Au terme de l’étude effectuée dans L’individualisme économique et social, deuxièmement, A. Schatz aboutit aux principales propriétés de l’individualisme. Il rejette certaines formes extrêmes du libéralisme, essentiellement le libéralisme français du XIXe siècle, qui privilégiant le caractère « élitiste » de l’individualisme au détriment de sa nature émancipatrice lui a donné ainsi ‘« l’aspect méprisable d’une doctrine de classe, heurtant, sans discernement, toutes les aspirations modernes »’ 1841 . Individualisme et socialisme seront toujours irréductibles l’un à l’autre. Cependant, A. Schatz tente d’adopter une solution de compromis intégrant la possibilité du réformisme social, et partant de l’association. Cette dernière caractéristique fournit la deuxième raison de notre choix ; quelles alternatives la doctrine individualiste en définitive propose-t-elle face au développement de l’associationnisme dans ces premières années du XXe siècle ? Reposent-elles toujours sur les mêmes présupposés que ces prédécesseurs, à savoir la propriété privée et la libre concurrence, ou bien, accepte-t-elle des principes d’organisation proches du coopératisme, voire du socialisme associationniste ? Dans cette perspective, nous exposerons d’abord la conception de l’individualisme définie par A. Schatz (1), pour ensuite considérer les voies de conciliation possibles entre l’individualisme et le réformisme associationniste (2).

Notes
1832.

Il publie ensuite un article sur Bernard de Mandeville, « Bernard Mandeville (contribution à l’étude des origines du libéralisme économique) » (publié dans Vierteljahreschritf für Soziale – uns Wirtschaftsgeschichte, Stuggart, octobre 1903, pp. 434-480), préface les Œuvres économiques de William Petty en 1905 et écrit avec Robert Callaimer un article sur le mercantilisme, « Le mercantilisme libéral à la fin du XVIIe siècle. Les idées économiques et politiques de M. de Belesbat », (dans la Revue d’économie politique, 20, pp. 29-70, pp. 387-396, pp. 559-574, pp. 630-642 et pp. 791-816), voir P. Curty [1995 ; 2000].

1833.

Il publie notamment en 1922 l’Entreprise gouvernementale et son administration.
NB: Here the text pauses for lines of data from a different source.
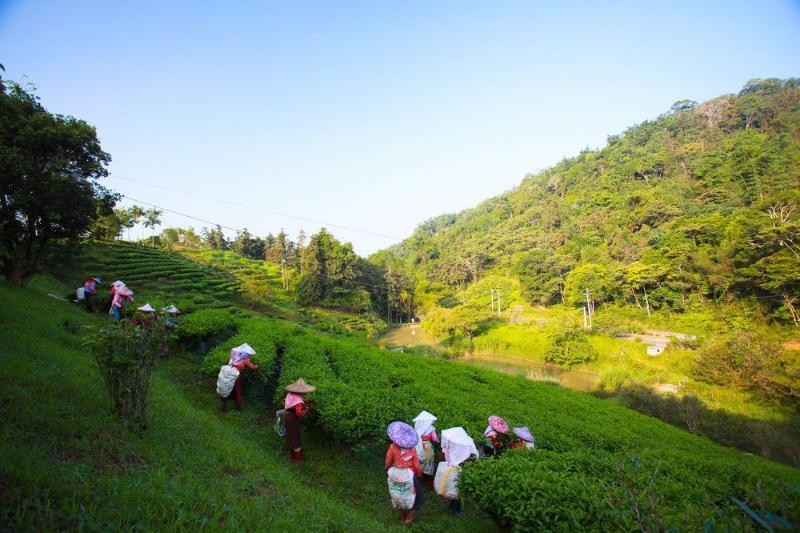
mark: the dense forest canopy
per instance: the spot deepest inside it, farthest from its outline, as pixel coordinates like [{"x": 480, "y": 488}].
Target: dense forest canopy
[{"x": 700, "y": 203}]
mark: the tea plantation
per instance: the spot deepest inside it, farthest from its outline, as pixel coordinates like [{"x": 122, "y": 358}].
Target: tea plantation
[
  {"x": 154, "y": 275},
  {"x": 597, "y": 466}
]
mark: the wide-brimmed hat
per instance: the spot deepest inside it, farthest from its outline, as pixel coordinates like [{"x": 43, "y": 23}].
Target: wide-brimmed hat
[
  {"x": 124, "y": 291},
  {"x": 523, "y": 433},
  {"x": 300, "y": 387},
  {"x": 245, "y": 348},
  {"x": 402, "y": 434},
  {"x": 498, "y": 424}
]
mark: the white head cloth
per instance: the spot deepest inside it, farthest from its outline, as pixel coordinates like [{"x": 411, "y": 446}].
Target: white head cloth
[
  {"x": 457, "y": 446},
  {"x": 424, "y": 423}
]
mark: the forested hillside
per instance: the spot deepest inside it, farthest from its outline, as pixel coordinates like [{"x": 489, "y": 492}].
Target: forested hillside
[{"x": 698, "y": 205}]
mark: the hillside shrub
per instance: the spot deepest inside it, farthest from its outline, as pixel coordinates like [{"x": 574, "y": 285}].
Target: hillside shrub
[
  {"x": 573, "y": 348},
  {"x": 204, "y": 324},
  {"x": 126, "y": 356},
  {"x": 750, "y": 360}
]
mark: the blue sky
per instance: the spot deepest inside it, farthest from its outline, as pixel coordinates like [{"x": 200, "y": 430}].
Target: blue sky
[{"x": 373, "y": 115}]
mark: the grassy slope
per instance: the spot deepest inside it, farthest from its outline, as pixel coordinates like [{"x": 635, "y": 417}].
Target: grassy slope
[{"x": 66, "y": 462}]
Voir P. Curty [2000, pp. 378-380].

1834.

Nous pourrions ajouter une troisième raison liée à la valeur analytique de L’individualisme économique et social.

1835.

A. Schatz [1907, p. 8]. La définition du socialisme d’A. Schatz est relativement étendue puisqu’il y regroupe implicitement aussi bien le collectivisme que le solidarisme social de L. Bourgeois.

1836.

Une doctrine économique est définie « comme l’ensemble des principes ou préceptes qui déterminent notre action dans l’ordre économique », A. Schatz [Ibid., p. 1].

1837.

Dès lors, la tâche de l’économiste consiste à mieux connaître l’organisation « naturelle » de la production et de la répartition des richesses « non pas pour [la] modifier, si illogique qu’[elle] nous semble, mais pour [la] faciliter », A. Schatz[Ibid., p. 7].

1838.

A. Schatz [Ibid., p. 5].

1839.

A. Schatz [Ibid., p. 7].

1840.

A. Schatz [Ibid., pp. 472-480].

1841.

A. Schatz [Ibid., p. 8].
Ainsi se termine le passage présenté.